The EPA and the courts also had to deal with questions about how localities avoided meeting the local air-quality standards. One subterfuge was to build tall smokestacks that would reduce the effect of a major pollution source such as a power plant. The tall stacks dispersed the pollution over a much larger area and thus reduced its impact on the local area. Environmentalists complained that this shifted the burden of the pollution to this broader area and sued the EPA to prevent it from approving plans that allowed tall smokestacks. Power companies sued the EPA to allow them to build the smokestacks. Because of these suits the courts rather than the EPA decided the regulations for allowing the use of tall smokestacks, and they placed strong restrictions on the use of smokestacks to disperse air pollution out of the local area.

Water Pollution and Effluent Standards

The EPA was also often caught in the middle of competing lawsuits in their regulation of water pollution. Environmentalists sued for vigorous EPA enforcement of pollution standards regardless of mitigating considerations. Firms having trouble meeting the water-pollution standards sued, claiming that the law only required them to make the "best practicable treatment" and that it was too expensive to eliminate their pollution totally. The courts reviewed the EPA's decisions about "best practicable treatment" sometimes siding with the environmental groups and sometimes with the polluter. The EPA could not develop consistent national standards for its enforcement of water-pollution laws because it could not anticipate how courts would evaluate those standards. On the other hand, environmental groups and polluters were both guaranteed a hearing where they could make their arguments about whether the EPA's restrictions should be made stronger or more lenient.

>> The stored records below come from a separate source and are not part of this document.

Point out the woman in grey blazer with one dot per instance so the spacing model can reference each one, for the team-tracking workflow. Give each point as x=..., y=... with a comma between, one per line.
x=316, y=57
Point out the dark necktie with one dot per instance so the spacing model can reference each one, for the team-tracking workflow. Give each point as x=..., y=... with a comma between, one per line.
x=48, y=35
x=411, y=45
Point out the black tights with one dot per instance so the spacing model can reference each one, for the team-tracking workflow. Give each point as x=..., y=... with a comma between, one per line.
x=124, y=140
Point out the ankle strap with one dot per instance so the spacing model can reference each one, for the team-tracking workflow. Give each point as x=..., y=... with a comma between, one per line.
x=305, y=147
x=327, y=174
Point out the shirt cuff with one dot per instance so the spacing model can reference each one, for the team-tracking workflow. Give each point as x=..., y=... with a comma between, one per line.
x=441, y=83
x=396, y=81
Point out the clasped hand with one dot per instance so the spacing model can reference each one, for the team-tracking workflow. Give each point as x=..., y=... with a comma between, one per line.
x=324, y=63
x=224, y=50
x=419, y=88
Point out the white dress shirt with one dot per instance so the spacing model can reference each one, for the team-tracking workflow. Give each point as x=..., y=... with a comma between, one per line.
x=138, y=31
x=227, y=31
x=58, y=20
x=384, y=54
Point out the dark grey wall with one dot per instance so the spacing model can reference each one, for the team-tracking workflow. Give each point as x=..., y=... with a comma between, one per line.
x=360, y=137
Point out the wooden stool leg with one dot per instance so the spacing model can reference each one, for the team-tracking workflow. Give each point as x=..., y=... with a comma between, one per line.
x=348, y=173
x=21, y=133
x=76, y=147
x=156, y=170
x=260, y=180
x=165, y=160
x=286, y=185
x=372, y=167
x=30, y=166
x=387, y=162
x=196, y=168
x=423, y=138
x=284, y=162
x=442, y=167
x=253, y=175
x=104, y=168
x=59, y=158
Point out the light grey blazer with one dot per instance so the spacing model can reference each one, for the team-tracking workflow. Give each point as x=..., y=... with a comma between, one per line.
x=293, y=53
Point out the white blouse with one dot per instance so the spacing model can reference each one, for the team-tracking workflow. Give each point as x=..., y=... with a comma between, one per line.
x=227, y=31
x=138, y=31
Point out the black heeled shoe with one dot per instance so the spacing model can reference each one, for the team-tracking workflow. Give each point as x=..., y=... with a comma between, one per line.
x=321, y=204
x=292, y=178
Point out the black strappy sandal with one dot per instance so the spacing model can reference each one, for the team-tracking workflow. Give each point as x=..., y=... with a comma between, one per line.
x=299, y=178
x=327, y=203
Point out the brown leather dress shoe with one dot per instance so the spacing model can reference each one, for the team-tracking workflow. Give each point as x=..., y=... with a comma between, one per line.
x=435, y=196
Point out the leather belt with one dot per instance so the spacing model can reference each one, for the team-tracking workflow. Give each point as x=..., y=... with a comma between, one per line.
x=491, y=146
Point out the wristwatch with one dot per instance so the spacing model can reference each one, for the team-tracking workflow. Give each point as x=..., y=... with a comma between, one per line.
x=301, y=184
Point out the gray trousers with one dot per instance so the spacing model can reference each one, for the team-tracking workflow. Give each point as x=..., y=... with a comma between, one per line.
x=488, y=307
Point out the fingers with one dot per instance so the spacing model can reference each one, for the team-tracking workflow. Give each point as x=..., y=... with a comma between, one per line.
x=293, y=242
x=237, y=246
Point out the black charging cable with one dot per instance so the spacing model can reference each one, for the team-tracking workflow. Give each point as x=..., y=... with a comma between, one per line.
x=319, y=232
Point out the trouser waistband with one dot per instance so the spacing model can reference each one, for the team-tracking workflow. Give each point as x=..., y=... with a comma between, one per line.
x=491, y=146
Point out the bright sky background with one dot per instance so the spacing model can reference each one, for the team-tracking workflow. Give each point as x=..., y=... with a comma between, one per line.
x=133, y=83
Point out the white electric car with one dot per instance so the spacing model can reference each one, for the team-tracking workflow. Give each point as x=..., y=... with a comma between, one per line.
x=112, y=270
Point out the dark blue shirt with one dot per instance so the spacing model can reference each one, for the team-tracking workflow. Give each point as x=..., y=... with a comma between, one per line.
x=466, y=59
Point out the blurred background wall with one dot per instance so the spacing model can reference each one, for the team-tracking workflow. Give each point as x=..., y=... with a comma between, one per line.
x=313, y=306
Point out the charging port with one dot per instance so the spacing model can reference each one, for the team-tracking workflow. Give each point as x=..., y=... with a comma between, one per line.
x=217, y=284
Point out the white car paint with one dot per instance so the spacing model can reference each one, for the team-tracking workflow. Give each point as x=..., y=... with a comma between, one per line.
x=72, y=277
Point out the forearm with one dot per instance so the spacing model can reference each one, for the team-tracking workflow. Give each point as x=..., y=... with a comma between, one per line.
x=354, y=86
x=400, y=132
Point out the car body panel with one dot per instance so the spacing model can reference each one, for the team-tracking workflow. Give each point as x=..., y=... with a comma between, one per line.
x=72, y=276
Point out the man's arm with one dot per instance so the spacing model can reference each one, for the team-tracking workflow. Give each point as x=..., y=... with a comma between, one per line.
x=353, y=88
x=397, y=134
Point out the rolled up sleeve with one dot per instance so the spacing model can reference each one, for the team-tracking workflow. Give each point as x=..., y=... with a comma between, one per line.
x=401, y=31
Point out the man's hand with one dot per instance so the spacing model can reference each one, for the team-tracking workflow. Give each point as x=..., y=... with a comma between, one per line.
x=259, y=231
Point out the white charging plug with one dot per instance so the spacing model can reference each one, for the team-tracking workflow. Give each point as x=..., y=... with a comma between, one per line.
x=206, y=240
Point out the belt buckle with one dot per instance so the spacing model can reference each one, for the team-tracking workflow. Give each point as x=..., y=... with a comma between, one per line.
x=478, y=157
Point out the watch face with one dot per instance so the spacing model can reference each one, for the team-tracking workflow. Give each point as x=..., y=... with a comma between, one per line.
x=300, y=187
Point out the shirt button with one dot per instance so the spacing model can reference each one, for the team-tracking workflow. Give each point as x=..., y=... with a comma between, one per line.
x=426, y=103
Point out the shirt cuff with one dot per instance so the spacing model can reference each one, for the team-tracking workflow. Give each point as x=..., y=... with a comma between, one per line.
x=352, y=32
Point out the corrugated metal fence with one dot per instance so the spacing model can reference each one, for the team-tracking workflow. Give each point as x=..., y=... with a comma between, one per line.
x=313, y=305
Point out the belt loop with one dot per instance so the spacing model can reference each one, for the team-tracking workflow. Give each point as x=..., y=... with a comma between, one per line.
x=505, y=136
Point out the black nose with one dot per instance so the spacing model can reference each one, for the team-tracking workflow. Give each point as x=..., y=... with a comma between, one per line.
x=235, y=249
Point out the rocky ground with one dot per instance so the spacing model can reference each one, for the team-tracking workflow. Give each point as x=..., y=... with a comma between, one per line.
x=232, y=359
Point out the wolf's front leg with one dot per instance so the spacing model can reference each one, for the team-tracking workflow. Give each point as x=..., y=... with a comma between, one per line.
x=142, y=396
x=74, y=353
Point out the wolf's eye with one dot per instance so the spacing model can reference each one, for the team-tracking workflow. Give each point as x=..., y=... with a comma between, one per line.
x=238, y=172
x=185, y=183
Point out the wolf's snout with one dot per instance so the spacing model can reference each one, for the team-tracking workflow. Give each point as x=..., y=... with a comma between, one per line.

The Continuing Role of Courts

Courts continue to be at the center of environmental regulation. The environmental and economic interests involved are so important that neither side is willing to give up its ability to challenge regulatory decisions in court. No other issue better illustrates how the structure of American administrative law guarantees that courts are often placed in the position of deciding difficult conflicts in public policy.

Sources:

R. Shep Melnick, Regulation and the Courts (Washington, D.C.: Brookings Institution, 1983);

Lettie Wenner, The Environmental Decade in Court (Bloomington: Indiana University Press, 1982).